How are tunnels built?

In the first stage, the tunnel face is drilled, according to pre-arranged patterns and drilling sequences, to create the holes where the explosive charges shall be installed. Nowadays, this activity is performed by drilling rigs, installed on robotic booms mounted in a drilling equipment called a Drilling Jumbo which, in modern versions, can operate even three booms simultaneously.
The technology has achieved a remarkable level of innovation over the last few years: today, the entire drilling process is fully automated and georeferenced using a precise “blasting plan”, tailored to the type of rock and specifically designed for the type of blasting required.

Once the drilling pattern is complete, the explosive charges are installed inside the holes along with their detonators. As of today, NONEL shock wave detonators (or “non-electric shock tube detonators”) are largely utilized to improve the safety of the process by reducing the risk of unintentional ignition.

After completing the installation of explosive charges, detonators and ignition circuits, the blaster, a specialized and licensed operator, performs the blast: the explosive charges are not detonated simultaneously, but according to a specific sequence thanks to micro-delays, resulting in a ‘layered’ effect that begins in the centre of the tunnel face and progressively works outwards to the outer perimeter of the tunnel face. During the blasting, the miners leave the tunnel or recover themselves inside a special safe place, called a refuge chamber.

After blasting, dust and fumes caused by the explosion are removed by introducing fresh air through a ventilation circuit (fans and ventilation pipes). When the tunnel atmosphere is cleared, a safety-check is made to ensure that no unexploded charges are present.

The excavated material (spoil) is then removed using a loading shovel and enough trucks (dumpers) to ensure a constant disposal rate. After securing the tunnel face by removing unstable blocks of rock by the means of an excavator equipped with a hydraulic breaker (the jackhammer), the process moves on to the delicate profiling phase, which means shaping the outer edges of the tunnel, starting from the side walls and moving up to the vault.
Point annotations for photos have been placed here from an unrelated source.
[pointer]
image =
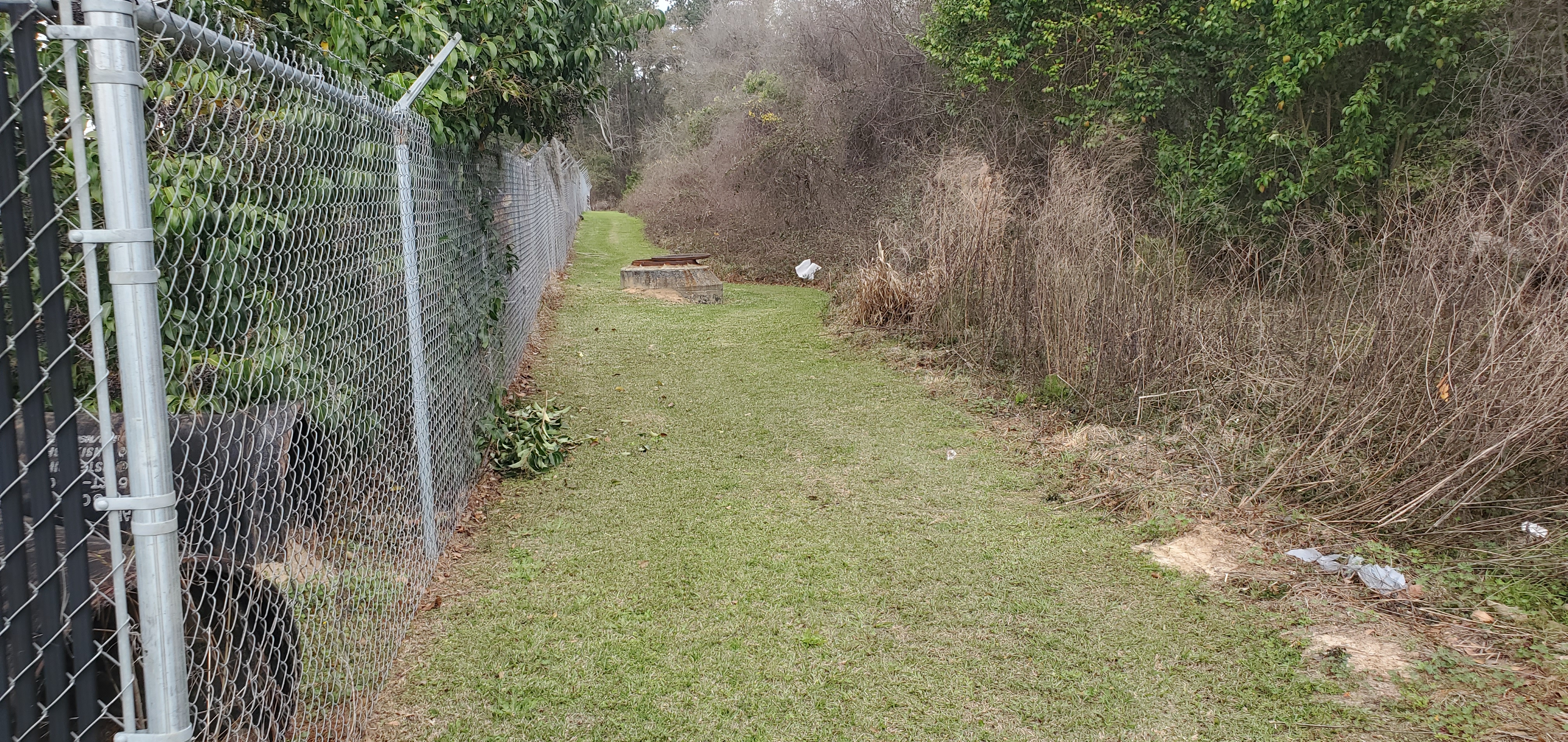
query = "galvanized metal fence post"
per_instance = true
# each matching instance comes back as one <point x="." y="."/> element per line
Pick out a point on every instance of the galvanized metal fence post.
<point x="115" y="76"/>
<point x="416" y="303"/>
<point x="90" y="273"/>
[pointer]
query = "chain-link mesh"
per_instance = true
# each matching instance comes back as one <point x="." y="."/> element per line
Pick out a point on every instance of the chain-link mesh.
<point x="287" y="352"/>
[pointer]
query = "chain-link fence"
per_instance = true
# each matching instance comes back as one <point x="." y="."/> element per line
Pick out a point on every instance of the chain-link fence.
<point x="297" y="340"/>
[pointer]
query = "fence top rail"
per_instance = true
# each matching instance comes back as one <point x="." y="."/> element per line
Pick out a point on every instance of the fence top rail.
<point x="168" y="24"/>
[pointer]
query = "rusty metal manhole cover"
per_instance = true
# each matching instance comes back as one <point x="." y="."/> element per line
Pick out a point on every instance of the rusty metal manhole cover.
<point x="681" y="259"/>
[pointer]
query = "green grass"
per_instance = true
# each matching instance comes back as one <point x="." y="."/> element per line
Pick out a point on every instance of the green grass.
<point x="797" y="559"/>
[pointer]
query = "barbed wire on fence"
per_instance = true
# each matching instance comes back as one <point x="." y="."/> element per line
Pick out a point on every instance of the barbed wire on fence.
<point x="286" y="344"/>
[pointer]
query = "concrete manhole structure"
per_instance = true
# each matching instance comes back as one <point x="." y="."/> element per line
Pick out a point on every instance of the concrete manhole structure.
<point x="675" y="278"/>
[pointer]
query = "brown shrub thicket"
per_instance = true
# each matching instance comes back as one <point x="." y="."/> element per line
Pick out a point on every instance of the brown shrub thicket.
<point x="1402" y="369"/>
<point x="1412" y="382"/>
<point x="802" y="118"/>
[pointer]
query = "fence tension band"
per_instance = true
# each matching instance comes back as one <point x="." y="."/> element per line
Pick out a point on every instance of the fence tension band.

After spoil removal and tunnel profiling, an initial shotcrete layer is sprayed through a compressed air lance to create a lining coat between 5 and 15 cm thick on the side walls and the tunnel face, reducing the risk of unstable material breaking away during the subsequent phases of work when workers will be present. This is another area where advancements in technology have played a relevant part, moving from manual lances held by operators (lancers) to the robotic systems commonly used in tunnels excavated by the Webuild Group.

At this point, a first-stage lining (“pre-lining”) is installed using either steel-ribs(arch-shaped metal profiles which are fitted close to the tunnel side walls) or by rock-bolting. When the installation of the pre-lining is completed, a new excavation cycle can begin.

The permanent lining of a tunnel is a concrete lining, sometimes steel-reinforced, which is poured using special formworks and always at pre-established distances from the tunnel face, according to the rock stability conditions. The tunnel lining construction usually foresees, in sequence, the casting of the tunnel invert (the arch-shaped structural element which ‘closes’ the lower part of the tunnel structural reinforcement ring), followed by the side walls and lastly the ‘vault’, which is the upper part, the ceiling, of the tunnel lining. Prior to casting the final lining, a waterproofing membrane is normally installed, which is designed to protect the concrete by increasing its durability and preventing water from seeping into the tunnel.